Een IDS detecteert bedreigingen op basis van patronen van bekend misbruik, schadelijk gedrag en aanvalstechnieken. Een doeltreffende IDS detecteert ook ontwijkende technieken die aanvallers gebruiken om misbruik te verbergen, zoals fragmentatie van de remote procedure call (RPC), HTML-padding en andere vormen van TCP/IP-manipulatie.

Meer informatie over wat Juniper IDS/IPS kan detecteren en blokkeren vindt u op onze pagina Signatures .

Kan IPS DDoS voorkomen?

Een IPS kan bepaalde soorten DDoS-aanvallen (distributed denial of service) voorkomen. AppDoS-aanvallen (Application Denial of Service) zijn bijvoorbeeld een van de bedreigingscategorieën die met IPS-functionaliteit kunnen worden geïdentificeerd en waartegen bescherming kan worden geboden. Grootschalige DDoS-dreigingen vereisen echter een speciale oplossing zoals Junipers Corero DDoS-aanbod.
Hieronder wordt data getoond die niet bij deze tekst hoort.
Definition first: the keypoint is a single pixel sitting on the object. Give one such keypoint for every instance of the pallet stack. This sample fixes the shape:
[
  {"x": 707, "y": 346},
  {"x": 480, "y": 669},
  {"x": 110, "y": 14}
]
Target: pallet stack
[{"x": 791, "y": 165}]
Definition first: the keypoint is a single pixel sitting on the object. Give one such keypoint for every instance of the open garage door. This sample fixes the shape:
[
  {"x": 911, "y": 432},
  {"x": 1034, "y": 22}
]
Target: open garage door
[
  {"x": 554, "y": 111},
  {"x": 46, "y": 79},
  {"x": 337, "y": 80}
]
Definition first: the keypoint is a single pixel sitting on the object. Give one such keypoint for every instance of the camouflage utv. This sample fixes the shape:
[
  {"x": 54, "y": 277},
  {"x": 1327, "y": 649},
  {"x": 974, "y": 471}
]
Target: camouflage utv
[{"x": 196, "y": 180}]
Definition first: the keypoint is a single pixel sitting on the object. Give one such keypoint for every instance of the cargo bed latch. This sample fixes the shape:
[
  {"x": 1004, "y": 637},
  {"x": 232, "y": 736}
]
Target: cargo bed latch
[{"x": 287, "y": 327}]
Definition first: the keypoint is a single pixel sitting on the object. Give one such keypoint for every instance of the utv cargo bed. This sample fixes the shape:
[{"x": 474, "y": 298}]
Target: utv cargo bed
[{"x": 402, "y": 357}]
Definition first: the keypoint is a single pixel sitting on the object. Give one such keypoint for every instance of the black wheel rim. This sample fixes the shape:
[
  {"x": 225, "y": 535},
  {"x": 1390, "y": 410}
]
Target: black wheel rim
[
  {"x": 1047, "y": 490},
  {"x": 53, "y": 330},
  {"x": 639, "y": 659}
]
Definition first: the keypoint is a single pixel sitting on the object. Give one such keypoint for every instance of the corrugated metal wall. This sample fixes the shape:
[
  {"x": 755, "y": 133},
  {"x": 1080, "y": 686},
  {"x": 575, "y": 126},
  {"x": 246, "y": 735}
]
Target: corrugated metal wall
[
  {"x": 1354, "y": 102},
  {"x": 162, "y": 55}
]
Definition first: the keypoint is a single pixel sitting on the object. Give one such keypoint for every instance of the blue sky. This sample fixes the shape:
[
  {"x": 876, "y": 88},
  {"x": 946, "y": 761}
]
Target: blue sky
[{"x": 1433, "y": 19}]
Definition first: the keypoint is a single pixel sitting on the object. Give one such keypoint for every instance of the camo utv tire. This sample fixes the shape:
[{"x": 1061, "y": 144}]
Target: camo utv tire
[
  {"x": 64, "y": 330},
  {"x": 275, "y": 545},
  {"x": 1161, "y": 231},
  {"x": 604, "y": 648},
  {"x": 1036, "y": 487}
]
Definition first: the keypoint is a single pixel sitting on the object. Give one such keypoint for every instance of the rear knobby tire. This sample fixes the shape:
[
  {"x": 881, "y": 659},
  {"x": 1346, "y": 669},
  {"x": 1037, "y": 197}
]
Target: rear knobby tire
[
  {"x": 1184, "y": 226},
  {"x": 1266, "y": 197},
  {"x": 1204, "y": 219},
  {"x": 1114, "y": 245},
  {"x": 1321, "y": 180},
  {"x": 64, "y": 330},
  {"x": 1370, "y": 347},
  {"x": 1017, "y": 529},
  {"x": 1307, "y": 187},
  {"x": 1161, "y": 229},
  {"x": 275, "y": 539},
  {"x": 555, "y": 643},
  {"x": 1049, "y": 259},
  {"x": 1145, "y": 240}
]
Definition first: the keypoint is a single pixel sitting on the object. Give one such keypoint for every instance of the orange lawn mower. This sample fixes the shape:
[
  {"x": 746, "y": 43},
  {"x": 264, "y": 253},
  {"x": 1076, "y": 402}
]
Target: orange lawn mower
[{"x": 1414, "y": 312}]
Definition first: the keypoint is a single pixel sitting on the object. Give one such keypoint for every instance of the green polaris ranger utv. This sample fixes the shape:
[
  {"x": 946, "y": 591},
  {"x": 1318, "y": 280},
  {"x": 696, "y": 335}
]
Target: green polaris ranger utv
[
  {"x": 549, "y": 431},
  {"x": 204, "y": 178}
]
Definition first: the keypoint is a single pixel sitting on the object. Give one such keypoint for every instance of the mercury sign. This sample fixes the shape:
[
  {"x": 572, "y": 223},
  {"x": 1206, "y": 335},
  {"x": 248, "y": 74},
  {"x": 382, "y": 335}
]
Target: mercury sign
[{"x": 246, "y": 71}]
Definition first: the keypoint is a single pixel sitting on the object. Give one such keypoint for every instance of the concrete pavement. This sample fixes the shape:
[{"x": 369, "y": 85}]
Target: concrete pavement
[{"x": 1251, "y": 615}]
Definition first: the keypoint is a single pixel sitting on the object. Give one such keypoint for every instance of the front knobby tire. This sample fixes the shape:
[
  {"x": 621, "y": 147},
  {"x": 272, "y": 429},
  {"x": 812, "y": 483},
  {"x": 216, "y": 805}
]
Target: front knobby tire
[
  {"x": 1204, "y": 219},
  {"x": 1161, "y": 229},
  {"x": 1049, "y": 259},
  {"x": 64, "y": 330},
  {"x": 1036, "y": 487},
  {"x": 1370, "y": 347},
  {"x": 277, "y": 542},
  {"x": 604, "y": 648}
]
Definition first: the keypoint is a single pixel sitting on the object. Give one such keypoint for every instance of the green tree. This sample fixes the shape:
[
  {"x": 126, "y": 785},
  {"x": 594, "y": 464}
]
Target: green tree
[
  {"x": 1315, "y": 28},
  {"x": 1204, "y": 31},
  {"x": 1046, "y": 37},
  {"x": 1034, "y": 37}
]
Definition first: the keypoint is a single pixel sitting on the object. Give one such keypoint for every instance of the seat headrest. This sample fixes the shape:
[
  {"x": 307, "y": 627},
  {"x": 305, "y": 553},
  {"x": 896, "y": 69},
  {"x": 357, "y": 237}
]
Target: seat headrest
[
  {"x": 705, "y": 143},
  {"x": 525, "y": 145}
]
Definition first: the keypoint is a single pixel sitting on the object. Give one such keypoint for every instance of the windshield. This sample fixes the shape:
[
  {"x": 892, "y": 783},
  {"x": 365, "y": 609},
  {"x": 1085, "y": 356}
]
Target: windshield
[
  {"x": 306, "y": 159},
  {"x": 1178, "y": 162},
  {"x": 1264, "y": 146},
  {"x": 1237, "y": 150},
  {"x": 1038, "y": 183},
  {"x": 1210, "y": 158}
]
Welke IDS- en IPS-technologieën, -oplossingen en -producten biedt Juniper aan?

Juniper biedt zowel IDS- als IPS-oplossingen aan via één enkel softwareabonnement, ingezet op één van Juniper's firewallproducten en -services van de volgende generatie: fysieke, virtuele en gecontaineriseerde SRX-firewalls, of als een service binnen Juniper Secure Edge.